Appellant disputes that she received notice on this date and specifically alleges in her complaint that she did not receive notice by the thirtieth of April. ECCSD offered no evidentiary proof to refute that allegation and, instead, maintained that the trial court lacked subject matter jurisdiction over appellant's complaint.

Indeed, we agree with ECCSD that the trial court was without jurisdiction to consider the allegations in appellant's complaint as they pertain to the evaluation procedures employed and any subsequent appeal of an adverse decision. The collective bargaining agreement requires such claims to be submitted to binding arbitration and the agreement expressly supersedes the statutory procedures in this area.
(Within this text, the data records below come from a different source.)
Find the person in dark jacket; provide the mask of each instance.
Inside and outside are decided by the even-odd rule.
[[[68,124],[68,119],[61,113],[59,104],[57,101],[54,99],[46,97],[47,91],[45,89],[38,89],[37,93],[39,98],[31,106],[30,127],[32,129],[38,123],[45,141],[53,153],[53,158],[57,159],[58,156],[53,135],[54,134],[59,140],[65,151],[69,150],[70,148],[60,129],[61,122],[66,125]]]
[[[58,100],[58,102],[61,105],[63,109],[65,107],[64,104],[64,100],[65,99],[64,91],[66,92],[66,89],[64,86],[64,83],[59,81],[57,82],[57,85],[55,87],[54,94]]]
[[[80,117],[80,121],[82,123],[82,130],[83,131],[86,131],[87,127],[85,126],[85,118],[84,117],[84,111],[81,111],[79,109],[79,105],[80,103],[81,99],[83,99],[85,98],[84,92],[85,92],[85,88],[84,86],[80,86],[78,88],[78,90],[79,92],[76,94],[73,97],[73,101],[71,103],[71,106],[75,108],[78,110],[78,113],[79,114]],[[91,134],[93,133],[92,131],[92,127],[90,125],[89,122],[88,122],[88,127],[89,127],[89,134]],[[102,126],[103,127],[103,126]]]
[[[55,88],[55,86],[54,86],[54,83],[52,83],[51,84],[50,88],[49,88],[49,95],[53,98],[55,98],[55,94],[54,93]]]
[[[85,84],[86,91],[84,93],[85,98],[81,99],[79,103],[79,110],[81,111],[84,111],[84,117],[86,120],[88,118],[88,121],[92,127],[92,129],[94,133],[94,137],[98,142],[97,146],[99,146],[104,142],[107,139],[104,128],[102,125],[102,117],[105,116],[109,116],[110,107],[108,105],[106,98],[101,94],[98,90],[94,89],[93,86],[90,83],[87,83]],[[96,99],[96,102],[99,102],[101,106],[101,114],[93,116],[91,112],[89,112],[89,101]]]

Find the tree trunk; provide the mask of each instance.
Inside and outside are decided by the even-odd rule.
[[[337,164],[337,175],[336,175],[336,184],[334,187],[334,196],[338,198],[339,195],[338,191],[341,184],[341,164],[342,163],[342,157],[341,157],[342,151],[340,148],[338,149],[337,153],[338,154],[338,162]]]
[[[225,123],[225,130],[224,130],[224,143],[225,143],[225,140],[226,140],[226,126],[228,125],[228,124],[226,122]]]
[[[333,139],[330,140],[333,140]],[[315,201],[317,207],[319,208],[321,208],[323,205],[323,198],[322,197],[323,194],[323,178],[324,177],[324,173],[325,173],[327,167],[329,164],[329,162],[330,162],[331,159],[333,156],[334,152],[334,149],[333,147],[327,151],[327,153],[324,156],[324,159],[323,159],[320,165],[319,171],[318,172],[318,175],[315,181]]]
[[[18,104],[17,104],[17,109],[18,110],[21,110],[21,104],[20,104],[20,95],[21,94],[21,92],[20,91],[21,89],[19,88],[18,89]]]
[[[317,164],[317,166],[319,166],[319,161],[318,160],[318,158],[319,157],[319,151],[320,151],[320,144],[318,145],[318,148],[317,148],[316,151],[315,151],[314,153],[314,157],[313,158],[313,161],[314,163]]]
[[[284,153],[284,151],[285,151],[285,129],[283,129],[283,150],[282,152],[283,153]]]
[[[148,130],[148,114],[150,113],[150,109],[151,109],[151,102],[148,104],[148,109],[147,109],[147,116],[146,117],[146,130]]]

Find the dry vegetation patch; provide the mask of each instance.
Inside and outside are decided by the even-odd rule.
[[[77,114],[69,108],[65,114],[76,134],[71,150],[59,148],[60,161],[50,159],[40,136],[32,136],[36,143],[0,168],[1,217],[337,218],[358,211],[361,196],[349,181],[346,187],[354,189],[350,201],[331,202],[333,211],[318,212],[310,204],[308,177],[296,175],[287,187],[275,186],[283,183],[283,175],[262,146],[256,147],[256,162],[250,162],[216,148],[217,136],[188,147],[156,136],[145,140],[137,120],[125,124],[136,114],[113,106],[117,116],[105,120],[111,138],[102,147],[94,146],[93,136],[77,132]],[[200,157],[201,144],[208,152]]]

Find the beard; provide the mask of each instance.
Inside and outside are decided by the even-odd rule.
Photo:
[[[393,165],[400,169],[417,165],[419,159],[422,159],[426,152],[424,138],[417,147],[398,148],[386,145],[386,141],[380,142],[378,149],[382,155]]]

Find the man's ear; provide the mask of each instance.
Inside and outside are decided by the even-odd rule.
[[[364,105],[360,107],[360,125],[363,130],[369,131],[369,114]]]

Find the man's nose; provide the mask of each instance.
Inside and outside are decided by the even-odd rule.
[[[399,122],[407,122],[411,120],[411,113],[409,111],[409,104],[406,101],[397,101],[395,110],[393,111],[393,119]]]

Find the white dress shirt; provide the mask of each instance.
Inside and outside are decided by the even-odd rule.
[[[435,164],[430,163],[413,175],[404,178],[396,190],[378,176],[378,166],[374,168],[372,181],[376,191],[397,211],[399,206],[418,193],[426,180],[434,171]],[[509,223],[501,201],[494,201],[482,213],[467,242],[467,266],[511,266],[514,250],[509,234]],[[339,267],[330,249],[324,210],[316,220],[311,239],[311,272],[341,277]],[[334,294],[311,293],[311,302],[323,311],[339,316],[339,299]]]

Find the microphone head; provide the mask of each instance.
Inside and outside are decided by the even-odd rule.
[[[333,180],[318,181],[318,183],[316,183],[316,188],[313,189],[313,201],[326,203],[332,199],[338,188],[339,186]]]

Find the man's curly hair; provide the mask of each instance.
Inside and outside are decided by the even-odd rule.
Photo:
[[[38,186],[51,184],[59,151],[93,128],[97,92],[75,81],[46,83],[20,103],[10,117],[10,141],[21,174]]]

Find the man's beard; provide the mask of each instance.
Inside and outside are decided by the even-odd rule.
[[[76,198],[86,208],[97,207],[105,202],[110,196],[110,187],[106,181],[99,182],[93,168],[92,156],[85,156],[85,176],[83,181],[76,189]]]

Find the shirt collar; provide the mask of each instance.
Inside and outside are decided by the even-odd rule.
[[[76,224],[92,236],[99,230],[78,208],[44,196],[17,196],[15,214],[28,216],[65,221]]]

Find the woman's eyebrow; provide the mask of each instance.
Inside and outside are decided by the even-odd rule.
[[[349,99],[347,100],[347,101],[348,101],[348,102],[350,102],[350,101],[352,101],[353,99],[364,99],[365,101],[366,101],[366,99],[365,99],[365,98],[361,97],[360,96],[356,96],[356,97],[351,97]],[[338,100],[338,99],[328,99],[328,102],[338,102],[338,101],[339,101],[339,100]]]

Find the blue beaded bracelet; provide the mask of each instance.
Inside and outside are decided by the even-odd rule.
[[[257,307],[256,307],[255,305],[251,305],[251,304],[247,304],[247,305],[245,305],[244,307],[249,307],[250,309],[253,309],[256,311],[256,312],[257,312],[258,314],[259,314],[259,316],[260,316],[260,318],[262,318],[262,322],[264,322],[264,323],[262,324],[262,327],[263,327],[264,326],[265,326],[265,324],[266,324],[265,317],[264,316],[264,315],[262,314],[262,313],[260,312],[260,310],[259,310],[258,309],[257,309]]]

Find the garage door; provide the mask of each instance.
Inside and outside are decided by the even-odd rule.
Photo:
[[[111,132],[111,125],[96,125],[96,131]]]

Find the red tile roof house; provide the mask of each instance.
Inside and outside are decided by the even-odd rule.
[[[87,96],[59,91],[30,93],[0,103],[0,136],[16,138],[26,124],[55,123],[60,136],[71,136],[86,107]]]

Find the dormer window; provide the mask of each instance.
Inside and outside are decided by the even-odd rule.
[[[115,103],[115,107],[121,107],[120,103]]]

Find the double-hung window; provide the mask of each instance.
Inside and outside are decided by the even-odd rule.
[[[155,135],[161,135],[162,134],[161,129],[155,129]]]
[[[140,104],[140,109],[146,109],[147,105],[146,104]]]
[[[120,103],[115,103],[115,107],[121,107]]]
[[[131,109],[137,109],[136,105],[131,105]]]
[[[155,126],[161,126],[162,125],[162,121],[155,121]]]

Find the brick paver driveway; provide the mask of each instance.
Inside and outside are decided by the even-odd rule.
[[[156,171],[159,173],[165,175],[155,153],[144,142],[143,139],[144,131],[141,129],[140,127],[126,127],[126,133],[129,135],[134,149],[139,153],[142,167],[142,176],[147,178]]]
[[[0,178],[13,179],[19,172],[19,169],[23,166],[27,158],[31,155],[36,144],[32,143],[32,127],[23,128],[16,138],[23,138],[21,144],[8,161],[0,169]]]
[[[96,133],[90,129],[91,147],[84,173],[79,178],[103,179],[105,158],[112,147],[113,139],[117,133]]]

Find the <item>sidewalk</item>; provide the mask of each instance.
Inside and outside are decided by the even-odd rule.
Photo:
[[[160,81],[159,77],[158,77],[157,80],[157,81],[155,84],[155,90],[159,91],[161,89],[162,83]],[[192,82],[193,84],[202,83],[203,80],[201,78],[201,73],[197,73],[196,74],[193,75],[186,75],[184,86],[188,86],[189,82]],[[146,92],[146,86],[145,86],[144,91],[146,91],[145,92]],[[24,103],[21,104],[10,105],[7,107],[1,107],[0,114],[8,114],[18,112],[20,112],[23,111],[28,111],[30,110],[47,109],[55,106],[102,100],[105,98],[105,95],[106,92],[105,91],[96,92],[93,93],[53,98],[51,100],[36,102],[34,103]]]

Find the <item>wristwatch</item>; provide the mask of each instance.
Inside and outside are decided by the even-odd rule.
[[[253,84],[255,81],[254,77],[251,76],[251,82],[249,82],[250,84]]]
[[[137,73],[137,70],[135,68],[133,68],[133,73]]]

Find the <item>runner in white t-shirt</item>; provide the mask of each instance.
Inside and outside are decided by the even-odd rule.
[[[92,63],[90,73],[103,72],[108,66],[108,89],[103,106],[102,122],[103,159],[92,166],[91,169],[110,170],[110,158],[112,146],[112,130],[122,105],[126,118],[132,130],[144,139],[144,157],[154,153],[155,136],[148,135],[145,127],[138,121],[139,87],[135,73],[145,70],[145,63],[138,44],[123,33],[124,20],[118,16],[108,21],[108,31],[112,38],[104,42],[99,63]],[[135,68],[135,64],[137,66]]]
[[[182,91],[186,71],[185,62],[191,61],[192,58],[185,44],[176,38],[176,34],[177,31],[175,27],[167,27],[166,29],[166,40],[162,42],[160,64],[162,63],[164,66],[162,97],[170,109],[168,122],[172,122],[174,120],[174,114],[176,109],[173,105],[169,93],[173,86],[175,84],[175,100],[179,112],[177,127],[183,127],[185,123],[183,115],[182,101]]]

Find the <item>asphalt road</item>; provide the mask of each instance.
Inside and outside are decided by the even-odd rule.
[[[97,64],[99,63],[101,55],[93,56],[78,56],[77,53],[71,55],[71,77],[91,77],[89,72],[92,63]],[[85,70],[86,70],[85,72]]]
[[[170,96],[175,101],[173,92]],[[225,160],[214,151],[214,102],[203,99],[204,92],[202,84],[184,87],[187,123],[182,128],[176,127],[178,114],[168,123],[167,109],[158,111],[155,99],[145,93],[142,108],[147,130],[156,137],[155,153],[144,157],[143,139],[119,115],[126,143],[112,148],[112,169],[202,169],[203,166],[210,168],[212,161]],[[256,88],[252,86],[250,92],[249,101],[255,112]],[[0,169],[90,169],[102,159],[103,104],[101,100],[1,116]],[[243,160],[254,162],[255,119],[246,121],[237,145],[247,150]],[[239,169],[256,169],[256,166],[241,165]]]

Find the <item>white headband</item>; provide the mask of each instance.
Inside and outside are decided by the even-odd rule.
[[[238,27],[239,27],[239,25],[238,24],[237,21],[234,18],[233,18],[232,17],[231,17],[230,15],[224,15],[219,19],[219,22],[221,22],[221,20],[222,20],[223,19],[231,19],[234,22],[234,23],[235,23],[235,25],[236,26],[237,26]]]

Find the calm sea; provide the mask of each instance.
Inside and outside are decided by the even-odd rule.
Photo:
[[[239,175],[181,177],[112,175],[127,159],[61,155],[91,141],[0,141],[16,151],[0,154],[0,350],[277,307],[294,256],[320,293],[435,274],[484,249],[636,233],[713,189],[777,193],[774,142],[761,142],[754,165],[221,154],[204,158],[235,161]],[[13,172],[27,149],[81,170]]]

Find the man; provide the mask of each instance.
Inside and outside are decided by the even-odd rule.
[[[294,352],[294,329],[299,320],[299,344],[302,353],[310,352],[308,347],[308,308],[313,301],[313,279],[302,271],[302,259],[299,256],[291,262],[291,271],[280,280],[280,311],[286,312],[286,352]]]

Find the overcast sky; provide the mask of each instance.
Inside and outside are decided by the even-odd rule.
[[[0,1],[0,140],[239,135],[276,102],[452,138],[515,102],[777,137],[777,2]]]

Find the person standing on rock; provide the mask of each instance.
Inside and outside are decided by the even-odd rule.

Nonetheless, the bargaining agreement does not supersede the notice provisions contained in R.C. 3319.11(E) and the trial court possesses jurisdiction to resolve the threshold issue of whether appellant received proper notice under this subdivision. See, e.g., Calkins v. Adams County/Ohio Valley LocalSchool Dist. Bd. of Edn. (June 15, 2000), Adams App. Nos. 99CA673 99CA674, unreported at 9, 2000 Ohio App. Lexis 2818. The record in this case does not support that ECCSD submitted any evidence to support that it gave the written notice required by state.

Consequently, the trial court erred in finding that it lacked subject matter jurisdiction to the extent that it lacked jurisdiction to decide the issue of notice. We, therefore, reverse the decision of the trial court and remand for the trial court to resolve the issue of whether appellant received proper notice in compliance with R.C. 3319.11(E).

This cause is reversed and remanded for further proceedings consistent with the opinion herein.

It is, therefore, ordered that appellant recover from appellee costs herein.

It is ordered that a special mandate be sent to said court to carry this judgment into execution.

A certified copy of this entry shall constitute the mandate pursuant to Rule 27 of the Rules of Appellate Procedure.

ANNE L. KILBANE, J. and ANN DYKE, J., CONCUR

1 Appellant's complaint also included several individually named defendants, including the ECCSD superintendent, treasurer and director of personnel. Appellant voluntarily dismissed these defendants during the course of these proceedings.

2 Appellant likewise alleged violations of R.C. 121.22, the open meeting law, but similarly dismissed these claims.

3 Although ECCSD's motion is captioned as a Civ.R. 12(B)(6) motion, it was argued and decided as a Civ.R.12(B)(1) motion.